Lo llaman democracia porque todos son iguales).
La
carta tiene algunos momentos proféticos que resultan excepcionales. Cuando
Hadra le cuenta a Isté sobre los ranchitos, observa lo siguiente: “También hay cazzitas (sic) como la del
barrio las lata, en el monte; cuando la noche escurese (sic) y se miran las
luces unas cabrota (sic), penso: güó, güó como se seltée el jebel…” (¡ay, ay, como baje el cerro!). En 1970 Lucy vio con
claridad la posibilidad de una tragedia como la del Caracazo consecuencia de
las injusticias y la pobreza que esas “cazzitas
en el monte” ya dejaban entrever. En referencia al sistema de salud y los
costos de la medicina, la mención en la carta no puede ser más actual: “…lo que uno no cuede (sic) es caer malo
…Ferazmal lo güeno mío cuando fé asperarme (sic) al puerto me lo dicho: ‘mira,
ni te mueras ni te quebres nada, hasta que me enriquesca (sic)”. (cuando mi
esposo me fue a recibir en el puerto – mucha gente llegaba en barco a La
Guaira, como fue mi caso - me dijo
que no me muriera ni me enfermera hasta que no se volviera rico).

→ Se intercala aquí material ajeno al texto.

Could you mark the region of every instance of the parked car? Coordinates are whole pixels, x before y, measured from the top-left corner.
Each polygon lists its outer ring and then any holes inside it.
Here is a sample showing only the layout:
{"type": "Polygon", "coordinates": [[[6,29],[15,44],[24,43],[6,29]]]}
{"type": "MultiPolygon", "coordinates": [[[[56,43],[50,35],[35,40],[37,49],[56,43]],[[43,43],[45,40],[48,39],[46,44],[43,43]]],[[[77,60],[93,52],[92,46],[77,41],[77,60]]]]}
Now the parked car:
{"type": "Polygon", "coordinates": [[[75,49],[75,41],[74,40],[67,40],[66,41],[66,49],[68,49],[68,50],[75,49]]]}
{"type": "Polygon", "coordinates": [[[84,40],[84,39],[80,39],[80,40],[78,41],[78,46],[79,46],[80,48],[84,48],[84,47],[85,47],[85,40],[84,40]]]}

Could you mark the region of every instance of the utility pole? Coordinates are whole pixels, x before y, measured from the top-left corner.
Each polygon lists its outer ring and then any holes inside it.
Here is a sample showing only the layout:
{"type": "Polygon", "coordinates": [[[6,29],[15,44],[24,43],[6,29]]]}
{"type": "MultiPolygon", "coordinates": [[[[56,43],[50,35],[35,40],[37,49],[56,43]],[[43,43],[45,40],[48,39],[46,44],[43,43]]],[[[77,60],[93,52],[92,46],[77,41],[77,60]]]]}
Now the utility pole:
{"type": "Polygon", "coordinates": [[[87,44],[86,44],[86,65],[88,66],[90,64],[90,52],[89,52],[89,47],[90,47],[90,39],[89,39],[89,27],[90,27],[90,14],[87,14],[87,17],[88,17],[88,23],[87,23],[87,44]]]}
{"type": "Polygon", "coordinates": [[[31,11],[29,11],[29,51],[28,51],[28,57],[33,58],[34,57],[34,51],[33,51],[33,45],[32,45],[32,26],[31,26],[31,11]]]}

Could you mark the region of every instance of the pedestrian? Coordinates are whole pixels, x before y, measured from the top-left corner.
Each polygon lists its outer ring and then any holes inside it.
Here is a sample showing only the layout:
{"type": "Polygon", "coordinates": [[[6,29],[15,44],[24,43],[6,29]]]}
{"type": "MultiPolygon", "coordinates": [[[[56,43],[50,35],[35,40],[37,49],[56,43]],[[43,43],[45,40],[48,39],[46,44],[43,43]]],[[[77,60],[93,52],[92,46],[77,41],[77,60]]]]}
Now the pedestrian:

El corto texto tiene muchos
otros detalles para comentar (la referencia a El Silencio como un sitio de
ruido caótico, o a la estatua de Colón que estaba frente a la sinagoga de
Maripérez). Todos revelan la inteligencia y, como se dice en España, la gracia
de Lucy. La carta, que ya en su momento era una rara joya de literatura en jaquetía escrita en Venezuela, hoy tiene
más vigencia que nunca. Gracias Lucy por aquella tarde en casa de mi tía
Violeta.

LA CARTA PROFETICA DE LUCY. Nos narra su estupenda Carta que leyo en la VII Semara Sefardi de Caracas el 25 de Febrero 1995 . dedicado a la JAQUETIA QUE HABLABAMOS. "Recordar es vivir" Felicitaciones a Lucy Garzon Serfaty.